Wednesday, August 02, 2006
Writing web services contract first using WSCF
Web service gurus will always tell you to write web services "contract first". This means defining the schema for your service types, your messages and wsdl definitions before creating your implementation, which is the exact opposite of what you do when you work with Microsoft's tools. The visual studio way of doing it treats the wsdl as a behind-the-scenes artifact that the developer shouldn't need to worry his little head about. If you're using the Visual Studio tool set end-to-end you don't need to be bothered with wsdl or any of the other nasty angle bracket stuff to do with web services. The problem comes when you need to support interoperability with non dot net applications, then attributing your dot net types to produce the correct wsdl schema can be quite tricky.
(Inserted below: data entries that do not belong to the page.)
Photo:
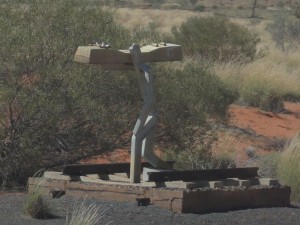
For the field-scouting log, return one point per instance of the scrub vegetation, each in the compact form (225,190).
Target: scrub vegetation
(54,111)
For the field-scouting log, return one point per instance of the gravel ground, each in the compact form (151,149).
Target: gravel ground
(124,213)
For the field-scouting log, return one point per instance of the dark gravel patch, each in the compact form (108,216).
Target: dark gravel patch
(127,213)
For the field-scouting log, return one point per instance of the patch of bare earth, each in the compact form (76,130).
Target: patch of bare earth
(247,127)
(250,127)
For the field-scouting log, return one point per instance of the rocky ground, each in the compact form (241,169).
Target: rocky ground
(124,213)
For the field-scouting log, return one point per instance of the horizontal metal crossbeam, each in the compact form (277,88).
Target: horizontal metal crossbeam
(207,175)
(109,168)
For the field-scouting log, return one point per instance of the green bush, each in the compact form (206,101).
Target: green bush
(51,108)
(199,8)
(188,96)
(216,38)
(288,168)
(36,207)
(285,31)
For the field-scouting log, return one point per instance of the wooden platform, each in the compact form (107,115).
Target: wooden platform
(177,196)
(113,59)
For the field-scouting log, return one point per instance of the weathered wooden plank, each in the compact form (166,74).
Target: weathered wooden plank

It would be much nicer if you could write your schemas, message definitions and wsdl first and then generate most of the boiler place asmx code from the wsdl.
I was recently introduced, by the software architect where I'm contracting at the moment (hello Shelly), to WSCF (Web Service Contract First) which is a free tool that does just that. It's a free download from thinktecture, they're the consultancy headed by Ingo Rammer the remoting guy. It works as a visual studio plug in, all you have to do is write your xsds that define your types and messages (I use xml spy for doing that) and then you just right click on the message xsd file in the solution explorer, and choose 'Create WSDL Interface Description', a nice wizard pops up where you choose some defauls and then whoosh, there's your wsdl. After you've got the wsdl file you can right click on it and choose 'Generate Web Service Code', again a nice wizard pops and before you know it, you've got all your service types and framework generated in C#. Very nice.
Thinktecture have also gone to the effort of writing a really nice walk-through for WSCF that gets you up and running really fast, it only took me a couple of hours to produce my first web service with this method yesterday.